Pour autant, la 8th Army peut faire preuve d’efficience tactique. Ses positions défensives s’avèrent difficiles à réduire, que ce soit la 150th Brigade à Gott el Oualeb et la 1ère Brigade FFL à Bir Hakeim au cours de la bataille de Gazala, la 18th Indian Brigade à Deir el Shein ou encore les Sud-Africains à El Alamein en juillet 1942 et, surtout, la célèbre défense de Tobrouk menée d’abord par les Australiens en 1941. Quelques faits d’armes méritent l’attention : l’artillerie et les Sud-Africains stoppant net la 90. Leichte devant El Alamein (juillet 1942), les Australiens surprenant les Italiens sur Tell el Eisa (juillet 1942), les antichars de 6 livres décimant les formations de Panzer uniquement préoccupées par la menace des tanks britanniques (Ruweisat en juillet 1942, position « Snipe » en octobre 1942), l’audacieux assaut mené par la 4th Indian Division contre les hauteurs sur lesquelles s’est retranché l’ennemi à l’oued Akarit (avril 1943). La méticuleuse préparation de l’opération Lightfoot lancée le 23 octobre 1942 par Montgomery, sonnant le lever de rideau de la 2nde bataille d’El Alamein, son exécution, bien que difficile et plusieurs fois amendée, témoignent une fois pour toute des capacités tactiques de la 8th Army. Ainsi, le barrage d’artillerie préliminaire à l’offensive, l’assaut nocturne, l’avance progressive des unités bien que fastidieuse et coûteuse ainsi qu’une meilleure coopération de l’infanterie avec les tanks et les antichars sont autant de réussites à mettre au crédit du soldat britannique. Enfin, Les raids efficaces menés en profondeur sur les arrières de l’ennemi par les patrouilles du LRDG, les commandos du SAS et les autres « armées privées », à l’instar des commandos de la Brigade Popski et des Indiens de l’ILRS, sont autant de marques de l’inventivité et des capacités opérationnelles des forces du Commonwealth au Moyen-Orient.

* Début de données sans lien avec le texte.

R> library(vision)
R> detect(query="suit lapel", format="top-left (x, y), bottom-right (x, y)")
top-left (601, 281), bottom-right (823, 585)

Il n’en demeure pas moins que nombre d’occasions manquées jalonnent le parcours opérationnel de la 8th Army. Celle-ci s’avère ainsi incapable de mettre à profit l’encerclement partiel du DAK, bien inconfortablement isolé dans le « Chaudron », à Gazala. Fin juin 1942, à Mersa Matrouh, un adversaire plus résolu aurait sans aucun doute anéanti la 90. Leichte, voir le DAK, imprudemment avancés au cœur du dispositif ennemi. Si la 1ère bataille d’El Alamein, en juillet 1942, se conclut par la fin de l’avancée apparemment irrésistible de Rommel vers le Nil, elle demeure un combat au cours duquel les Britanniques ne parviennent pas à repousser un adversaire pourtant très affaibli. Le mois suivant, lors de l’affrontement d’Alam Halfa, Montgomery manque l’occasion d’écraser son adversaire. Pareille opportunité est manquée à plusieurs reprises au cours de l’incroyable retraite opérée par la Panzerarmee d’El Alamein à la Tunisie. L’histoire se répète par deux fois sur ce nouveau champ de bataille puisque l’habileté des forces de l’Axe et leur combattivité sauve à nouveau le gros des effectifs de l’armée germano-italienne lors des retraites effectuées depuis la ligne Mareth (fin mars 1943) et la position de l’oued Akarit (début avril).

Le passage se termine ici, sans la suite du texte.